A few weeks ago, Rich and I visited the Museum of Flight in Seattle. This is our second year where we’ve gone and then in the afternoon, taking a helicopter ride courtesy of a discounted Groupon. Our plan-of-action was to see the parts of the museum, which we hadn’t seen the previous year, principally, the World War I and World War II galleries.
After getting our wristbands, Rich wanted to go back outside and check out the planes we’d never seen before. He was particularly interested in the Boeing B-17F Flying Fortress. After learning, we need to enter our name in a drawing to get a tour of the inside of the plane; Rich huffed back into the museum and submitted our names.
The drawings was going to be held in 30 minutes or so, providing us with an opportunity to see a smidgen of the T. A. Wilson Great Gallery, which is a giant glass structure with over 40 aircrafts suspended from the ceiling and on the ground. It’s breathtaking. You can easily spend several hours gawking at the aircrafts and snapping photos.

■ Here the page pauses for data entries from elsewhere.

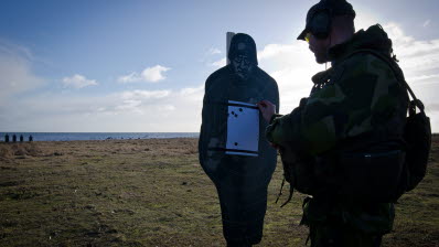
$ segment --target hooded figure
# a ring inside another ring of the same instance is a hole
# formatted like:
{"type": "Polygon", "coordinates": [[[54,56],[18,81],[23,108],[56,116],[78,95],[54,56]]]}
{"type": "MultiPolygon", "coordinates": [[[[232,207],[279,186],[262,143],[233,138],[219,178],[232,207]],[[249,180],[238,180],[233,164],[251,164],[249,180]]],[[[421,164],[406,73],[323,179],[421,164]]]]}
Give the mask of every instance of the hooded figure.
{"type": "Polygon", "coordinates": [[[205,83],[200,163],[218,192],[227,246],[251,246],[263,237],[267,187],[277,162],[256,104],[269,99],[279,109],[279,92],[276,80],[257,66],[256,44],[249,35],[233,36],[228,58],[231,64],[205,83]],[[245,122],[250,111],[254,120],[245,122]],[[244,121],[240,129],[232,126],[238,119],[244,121]]]}

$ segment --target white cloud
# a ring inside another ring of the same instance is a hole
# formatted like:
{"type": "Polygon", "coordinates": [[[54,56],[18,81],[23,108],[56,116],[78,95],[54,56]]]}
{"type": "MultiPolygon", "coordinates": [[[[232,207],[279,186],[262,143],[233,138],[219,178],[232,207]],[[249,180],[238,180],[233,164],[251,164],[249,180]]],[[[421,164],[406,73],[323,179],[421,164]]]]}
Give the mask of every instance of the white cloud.
{"type": "Polygon", "coordinates": [[[128,75],[120,76],[118,78],[118,82],[119,83],[137,83],[137,82],[158,83],[167,78],[163,75],[163,73],[170,69],[171,68],[169,67],[156,65],[153,67],[144,68],[141,73],[132,72],[128,75]]]}
{"type": "Polygon", "coordinates": [[[0,40],[0,101],[44,84],[33,73],[32,60],[28,49],[0,40]]]}
{"type": "Polygon", "coordinates": [[[96,86],[97,82],[95,79],[87,79],[85,76],[75,74],[72,77],[64,77],[63,78],[64,87],[72,87],[72,88],[83,88],[88,86],[96,86]]]}

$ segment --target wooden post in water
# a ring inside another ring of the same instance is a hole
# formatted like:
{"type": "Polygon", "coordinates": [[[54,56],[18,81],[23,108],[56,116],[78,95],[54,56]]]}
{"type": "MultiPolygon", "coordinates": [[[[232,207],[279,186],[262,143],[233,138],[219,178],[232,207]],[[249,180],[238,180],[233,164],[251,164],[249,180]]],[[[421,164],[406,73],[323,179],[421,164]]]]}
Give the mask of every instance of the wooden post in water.
{"type": "Polygon", "coordinates": [[[227,32],[227,35],[226,35],[226,49],[227,49],[227,52],[226,52],[226,61],[227,61],[227,64],[231,63],[231,61],[228,60],[228,50],[231,49],[231,42],[232,42],[232,37],[233,37],[234,35],[235,35],[234,32],[227,32]]]}

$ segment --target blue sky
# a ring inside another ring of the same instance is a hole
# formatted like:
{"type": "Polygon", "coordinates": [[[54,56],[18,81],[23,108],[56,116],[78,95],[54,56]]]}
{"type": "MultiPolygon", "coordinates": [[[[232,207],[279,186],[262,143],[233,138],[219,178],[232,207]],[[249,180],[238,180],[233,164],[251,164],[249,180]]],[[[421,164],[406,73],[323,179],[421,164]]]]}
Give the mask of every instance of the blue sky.
{"type": "MultiPolygon", "coordinates": [[[[280,111],[324,69],[296,41],[314,0],[0,2],[0,131],[199,131],[225,33],[250,34],[280,111]]],[[[356,0],[379,22],[439,131],[439,2],[356,0]]]]}

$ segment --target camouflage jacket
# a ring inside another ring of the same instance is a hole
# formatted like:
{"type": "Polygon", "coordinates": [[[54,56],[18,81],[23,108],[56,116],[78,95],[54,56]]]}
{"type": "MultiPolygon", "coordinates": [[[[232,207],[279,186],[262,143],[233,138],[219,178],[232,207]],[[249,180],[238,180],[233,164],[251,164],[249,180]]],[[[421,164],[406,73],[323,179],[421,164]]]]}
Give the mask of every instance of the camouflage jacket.
{"type": "Polygon", "coordinates": [[[373,25],[330,49],[332,67],[312,77],[311,95],[298,108],[271,120],[267,139],[311,155],[366,135],[382,141],[401,139],[406,89],[377,56],[367,52],[351,55],[362,49],[390,56],[392,41],[379,25],[373,25]]]}
{"type": "MultiPolygon", "coordinates": [[[[331,47],[328,55],[332,67],[312,77],[310,96],[291,114],[271,119],[266,131],[270,142],[308,157],[325,157],[366,139],[403,139],[407,92],[385,61],[367,52],[355,53],[358,50],[374,50],[387,57],[393,53],[392,41],[381,25],[361,30],[347,42],[331,47]]],[[[375,234],[393,227],[392,203],[365,206],[340,198],[328,203],[328,198],[331,196],[307,201],[302,223],[340,218],[375,234]]]]}

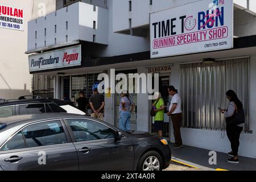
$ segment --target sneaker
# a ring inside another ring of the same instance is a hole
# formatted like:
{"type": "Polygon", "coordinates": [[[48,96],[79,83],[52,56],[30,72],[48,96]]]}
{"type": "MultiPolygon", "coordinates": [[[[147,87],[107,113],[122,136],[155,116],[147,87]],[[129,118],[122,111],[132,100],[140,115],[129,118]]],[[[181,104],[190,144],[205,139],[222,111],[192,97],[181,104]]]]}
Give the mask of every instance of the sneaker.
{"type": "Polygon", "coordinates": [[[229,156],[230,156],[230,157],[234,157],[234,155],[233,154],[233,152],[228,152],[228,155],[229,156]]]}
{"type": "Polygon", "coordinates": [[[171,148],[182,148],[182,147],[183,147],[183,144],[179,145],[179,144],[175,144],[173,146],[171,147],[171,148]]]}
{"type": "Polygon", "coordinates": [[[230,163],[239,164],[239,160],[238,158],[234,159],[234,158],[232,158],[230,159],[228,159],[228,162],[230,163]]]}

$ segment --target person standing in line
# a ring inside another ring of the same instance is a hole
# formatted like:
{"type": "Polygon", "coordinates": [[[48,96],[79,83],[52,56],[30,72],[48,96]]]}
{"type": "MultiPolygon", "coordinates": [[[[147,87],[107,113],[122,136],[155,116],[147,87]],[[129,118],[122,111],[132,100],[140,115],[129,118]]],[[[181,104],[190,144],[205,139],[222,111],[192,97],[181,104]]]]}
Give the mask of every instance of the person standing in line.
{"type": "Polygon", "coordinates": [[[133,111],[135,105],[127,91],[123,91],[121,97],[119,106],[119,127],[123,131],[129,131],[131,130],[131,113],[133,111]]]}
{"type": "Polygon", "coordinates": [[[158,133],[160,137],[163,137],[163,131],[164,128],[164,101],[162,98],[160,92],[156,92],[154,94],[155,101],[152,104],[154,107],[155,115],[155,132],[158,133]]]}
{"type": "Polygon", "coordinates": [[[170,96],[173,96],[170,105],[169,111],[167,113],[167,115],[171,117],[172,122],[175,139],[175,144],[172,148],[179,148],[183,147],[180,134],[183,119],[181,100],[177,93],[177,90],[174,86],[171,85],[168,87],[168,92],[170,96]]]}
{"type": "MultiPolygon", "coordinates": [[[[230,102],[228,109],[220,109],[220,110],[226,118],[226,134],[230,142],[231,148],[232,150],[232,151],[228,154],[229,156],[232,157],[231,159],[228,159],[228,162],[238,164],[238,148],[240,144],[239,139],[240,134],[243,130],[244,123],[237,125],[236,122],[234,123],[233,120],[234,120],[233,116],[236,113],[243,110],[243,104],[233,90],[228,90],[226,93],[226,95],[230,102]],[[229,123],[230,124],[229,124],[229,123]]],[[[244,118],[244,114],[243,114],[244,118]]]]}
{"type": "Polygon", "coordinates": [[[92,113],[90,117],[103,121],[105,101],[104,96],[98,92],[98,84],[94,84],[93,86],[93,94],[90,96],[89,103],[92,113]]]}
{"type": "Polygon", "coordinates": [[[86,113],[89,102],[88,100],[84,96],[84,92],[79,92],[79,98],[76,100],[76,102],[78,104],[78,109],[86,113]]]}

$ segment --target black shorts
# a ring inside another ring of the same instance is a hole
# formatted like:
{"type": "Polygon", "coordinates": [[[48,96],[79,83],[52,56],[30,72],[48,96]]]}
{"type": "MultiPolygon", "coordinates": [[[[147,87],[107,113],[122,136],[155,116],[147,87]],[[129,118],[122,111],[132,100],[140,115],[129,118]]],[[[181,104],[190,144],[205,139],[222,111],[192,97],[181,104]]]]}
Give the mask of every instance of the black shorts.
{"type": "Polygon", "coordinates": [[[163,131],[164,126],[163,121],[155,121],[155,132],[163,131]]]}

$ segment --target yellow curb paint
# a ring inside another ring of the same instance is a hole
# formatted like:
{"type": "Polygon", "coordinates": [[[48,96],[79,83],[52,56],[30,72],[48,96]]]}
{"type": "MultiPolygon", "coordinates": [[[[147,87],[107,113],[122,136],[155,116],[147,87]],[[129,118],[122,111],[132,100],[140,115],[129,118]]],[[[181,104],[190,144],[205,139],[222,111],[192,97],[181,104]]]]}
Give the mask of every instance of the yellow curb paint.
{"type": "Polygon", "coordinates": [[[223,169],[216,169],[215,171],[228,171],[228,170],[223,169]]]}
{"type": "Polygon", "coordinates": [[[195,169],[198,169],[198,168],[199,168],[198,167],[195,167],[195,166],[191,166],[191,165],[189,165],[189,164],[188,164],[183,163],[183,162],[180,162],[180,161],[177,160],[172,159],[172,160],[171,160],[171,161],[173,161],[173,162],[176,162],[176,163],[180,163],[180,164],[183,164],[183,165],[185,165],[185,166],[187,166],[192,167],[192,168],[195,168],[195,169]]]}

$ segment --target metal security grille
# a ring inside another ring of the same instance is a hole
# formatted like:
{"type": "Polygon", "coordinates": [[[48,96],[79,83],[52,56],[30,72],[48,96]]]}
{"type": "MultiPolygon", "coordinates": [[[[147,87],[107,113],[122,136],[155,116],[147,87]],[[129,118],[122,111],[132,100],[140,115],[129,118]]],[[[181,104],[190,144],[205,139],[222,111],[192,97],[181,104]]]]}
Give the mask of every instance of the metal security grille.
{"type": "Polygon", "coordinates": [[[31,85],[34,96],[54,98],[54,76],[33,75],[31,85]]]}
{"type": "Polygon", "coordinates": [[[93,84],[99,82],[100,73],[85,74],[72,76],[72,97],[76,100],[79,97],[79,92],[83,91],[88,98],[93,94],[93,84]]]}
{"type": "Polygon", "coordinates": [[[218,107],[227,108],[225,93],[232,89],[243,104],[245,130],[249,131],[249,60],[242,58],[180,65],[184,127],[221,130],[225,118],[218,107]]]}

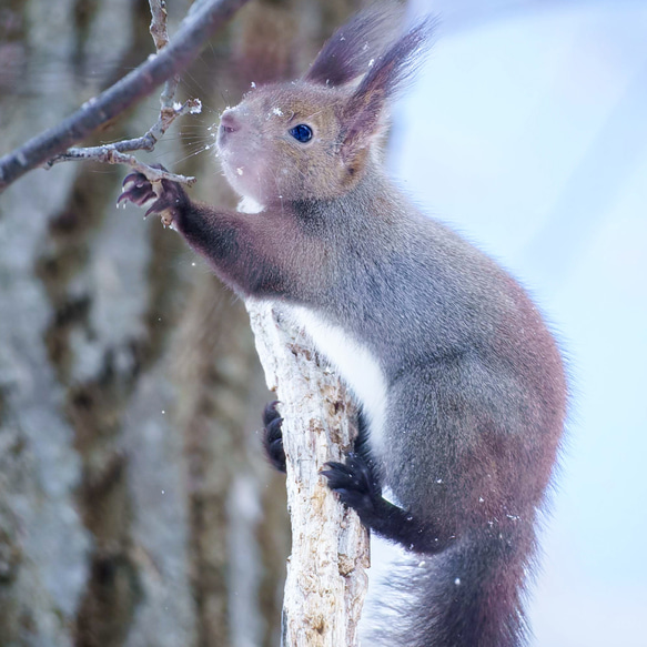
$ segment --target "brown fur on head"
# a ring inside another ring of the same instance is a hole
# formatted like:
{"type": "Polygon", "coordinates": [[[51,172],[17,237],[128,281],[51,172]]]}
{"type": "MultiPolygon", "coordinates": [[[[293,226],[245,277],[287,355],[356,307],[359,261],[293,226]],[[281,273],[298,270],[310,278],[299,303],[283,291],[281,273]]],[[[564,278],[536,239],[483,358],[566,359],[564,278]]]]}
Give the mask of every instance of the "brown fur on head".
{"type": "Polygon", "coordinates": [[[263,205],[325,200],[363,178],[387,103],[411,77],[431,33],[431,23],[423,22],[384,49],[393,29],[387,17],[393,14],[384,10],[357,14],[326,42],[302,80],[252,90],[223,113],[218,148],[237,193],[263,205]],[[295,127],[310,139],[295,137],[295,127]]]}

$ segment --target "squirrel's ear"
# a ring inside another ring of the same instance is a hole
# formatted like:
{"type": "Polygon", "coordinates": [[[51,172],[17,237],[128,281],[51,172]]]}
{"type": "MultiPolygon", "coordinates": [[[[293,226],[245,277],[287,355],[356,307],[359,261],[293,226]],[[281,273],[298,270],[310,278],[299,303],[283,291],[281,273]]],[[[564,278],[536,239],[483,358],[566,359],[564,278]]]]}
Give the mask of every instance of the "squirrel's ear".
{"type": "Polygon", "coordinates": [[[368,71],[391,42],[402,10],[396,6],[375,6],[356,13],[326,41],[303,79],[322,85],[343,85],[368,71]]]}
{"type": "Polygon", "coordinates": [[[435,21],[427,19],[397,40],[371,65],[346,102],[342,117],[342,158],[348,162],[380,133],[388,101],[410,81],[431,44],[435,21]]]}

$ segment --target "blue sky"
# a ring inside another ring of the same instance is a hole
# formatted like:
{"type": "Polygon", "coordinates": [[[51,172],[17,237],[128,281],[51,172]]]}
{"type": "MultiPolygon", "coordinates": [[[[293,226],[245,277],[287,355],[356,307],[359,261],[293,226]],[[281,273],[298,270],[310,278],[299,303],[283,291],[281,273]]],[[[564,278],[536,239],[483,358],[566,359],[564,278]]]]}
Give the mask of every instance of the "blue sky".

However, thirty minutes passed quickly and we zipped back to the table where they draw the names for the B17F tour. Amazingly, our ticket was drawn first. I could feel Rich’s humor immediate improve.
With ticket in hand, we waltzed outside along with two other men whose names were also drawn. The B-17F, owned by the museum is the most authentically restored B-17F in the world, and the other one, which is capable of being airborne. According to the tour guide, “no amount of money was spared in restoring the plane.” Boeing — as much a part of Seattle as Starbucks, Nordstrom’s, and Microsoft – provided a blank check.
Over 12,700 Boeing B-17 Flying Fortresses were built, starting in the 1930’s. Improved over the years, the heavy bomber aircraft became pivotal during World War II for bombing missions, most notably the Eighth Air Force raids on Germany and occupied territories. They were built tough to hold a crew of ten along with 8,000 pounds of short-range or 4,500 pounds of long-range bombs, and up to thirteen machine guns in the nose, tail, gun turret beneath the plane, two in the middle, and one behind cockpit. A further advantage of the B-17F was its ability to fly at 10,000 feet for ten hours at 200 to 250 miles per hour.
The B-17B at the Flight Museum was built in 1943 at Boeing’s Plant II. A year later, it left for the European Theater, but was never used in combat. Instead in November 1945, it was withdrawn from service and shipped to Altus, Oklahoma for disposal. A year later, it was stripped of war-making items and plunked in a War Memorial park in Stuttgart, Arkansas.
In 1953, it was purchased and turned into an aerial sprayer and later used for fighting forest fires, and as a tanker. In the late 60’s it appeared in several movies, including Tora Tora Tora, and the Memphis Belle. By 1991, it was in terrible shape, but was fortuitously purchased and installed at the Museum of Flight, where restoration began.
Ten years later, Rich and I got to tour the plane!
While Hollywood portrayed the glamour of being a World War II fighter pilot and crew member, it must have been miserable. Miserable!
The aircraft is as it names, implies, a flying fortress. There’s no heat so everyone wore heavy uniforms that were heated, along with gloves, hoods, helmets, boots, and an oxygen mask. Everyone was trained to constantly watch their individual oxygen regulators to make sure it was working – see the blinking “eye” in the B-17 album.
One crew member, usually a smaller man, would crawl into the tail section and shoot one of the machine guns. Another man would climb into the turret beneath the plane, lie on this back with his feet in stirrups, and spin around 360-degrees, firing at enemy planes. Two men sat in the nose of the plane, ready to shoot their machine guns. Two men stood in the middle of the plane, with no protection from the weather, as they fired machine guns. The navigator also had a gun, and was located behind the cockpit. In the cockpit were two pilots. The ten men stood or sat on a “swing seat” behind the navigator and fired a machine gun by looking through the “blister” on top of the plane.
These men stood at their post for up to ten hours. The “bathroom” was a tube that extended out of the plane with a metal funnel at one end. The tour guide noted the crew was very careful to make sure the funnel – icy cold – never touched any part of the skin. The kitchen was a thermos of hot coffee with paper cups.
The tour guide said that up to 1,000 B-17’s would fly in format, and then drop their bombs at once – carpet bomb – over Germany, France, and other axis strongholds. It also mentioned that there were huge fatalities with over half of the B-17’s being shot down.
It took over an hour to go through the Boeing Bee, the B-17, at the Museum, but it was certainly worth the time. Afterwards, we saw most of the World War I and II galleries. There’s so much to see… next year!